Private Debt Boom Stokes Zeal, and Some Worry, at Milken Summit
(Bloomberg) -- These are boom times for investment firms that make direct loans to small and mid-sized companies. The promise of higher returns and better underwriting standards than those available in the public markets have helped drive hundreds of billions of dollars into private debt funds.
It made for a hot topic this week as the titans of finance gathered in Beverly Hills, California, for the annual Milken Institute Global Conference. Executives at firms from Oak Hill Advisors to Barings still see plenty more opportunities. But some flagged concern that the market -- on pace to reach $1 trillion next year -- will overheat. Here’s a snapshot of what was said during panels and on the sidelines:
Glenn August, Oak Hill Advisors LP
“Private credit has gained a lot of interest over the last couple of years, in particular, and will continue to grow in interest,” the Oak Hill chief executive officer said during a panel on Tuesday. That’s because it offers the ability, on a relative-value basis, “to make an 8 to 12 percent unlevered-type return and have more downside protection in credit versus a private equity portfolio.”
Terry Harris, Barings
“Leverage is more conservative for loans to middle-market companies, which means bigger equity checks and lower loan-to-value as well,” Harris, head of portfolio management for Barings’ global private finance group, said in an interview Tuesday. Creditor protections are also stronger in such deals he said. “We do have financial covenants in every senior deal that we do and that gives us a seat at the table before there is a payment default.”
“We don’t really see banks coming back into that market,” Harris said.
Greg Lippmann, LibreMax Capital
“My view about a lot of private debt is that people love it because it is par -- until it is not par,” the LibreMax co-founder and chief investment officer said on a panel Tuesday. “If you believe that all debts are repaid, not having to worry about the timing and pricing is great.” But, he said, “we feel the Goldilocks era that we are in now -- and for the last ten years -- is going to end with either higher interest rates or a recession.”
“What we have done in private credit is we have shortened up our duration a lot. Most of our private credit is one to two years,” Lippmann said. “The key is really knowing the liquidity of your funds.”
Justin Slatky, Shenkman Capital Management
“Private credit tends to be smaller companies and they have less levers when there becomes an issue,” Slatky, Shenkman’s co-CIO, said Tuesday on a panel. “When you are in a 10-year bull market and you lever private debt a couple of times it feels like a great investment and will continue to feel like a great investment as long as there are no hiccups in the economy. But as you get any stress in the system, these middle-size companies they usually have a much harder time reacting.”
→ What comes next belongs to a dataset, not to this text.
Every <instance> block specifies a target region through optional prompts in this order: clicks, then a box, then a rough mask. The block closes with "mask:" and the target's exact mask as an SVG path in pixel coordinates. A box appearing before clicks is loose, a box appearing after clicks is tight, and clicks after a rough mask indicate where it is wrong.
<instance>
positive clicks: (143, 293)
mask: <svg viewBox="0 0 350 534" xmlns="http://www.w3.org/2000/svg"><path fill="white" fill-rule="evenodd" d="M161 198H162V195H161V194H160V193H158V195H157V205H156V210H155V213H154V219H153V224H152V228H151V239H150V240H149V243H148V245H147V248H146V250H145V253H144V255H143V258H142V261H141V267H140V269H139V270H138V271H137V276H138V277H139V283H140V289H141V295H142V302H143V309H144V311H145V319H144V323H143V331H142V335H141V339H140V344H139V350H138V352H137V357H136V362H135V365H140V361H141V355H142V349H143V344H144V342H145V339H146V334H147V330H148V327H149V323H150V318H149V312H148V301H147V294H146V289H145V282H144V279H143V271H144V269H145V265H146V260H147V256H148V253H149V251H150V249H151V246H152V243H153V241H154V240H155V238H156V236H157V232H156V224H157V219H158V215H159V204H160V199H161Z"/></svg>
“You have to make sure that you really have an investment thesis that enables you to play through a longer period of time. In the public markets you are able to make a decision every day and mark to market and change how you view how you’re investing based upon the new information that we have,” he said. “What I worry about is so much private debt money going in because you can’t see what the levels are, and if you get hiccups that could be a very different story.”
David Solomon, Goldman Sachs
“When you get out of the regulated institutions and into some of the shadow banking markets there’s been a lot of capital that’s moved in that direction,” the Goldman CEO said Monday in an interview with Bloomberg Television. “There’s less transparency around that activity. I don’t think it’s necessarily systemic at the moment, but it’s an area to watch.”
“Some of the capital in that space is actually longer-dated capital. So it’s not money that can run away very quickly. But as those shadow credit markets grow that will be something to watch and something to monitor. Over time, finding ways to have a better understanding and more transparency as those markets grow will be important to the construct of credit markets.”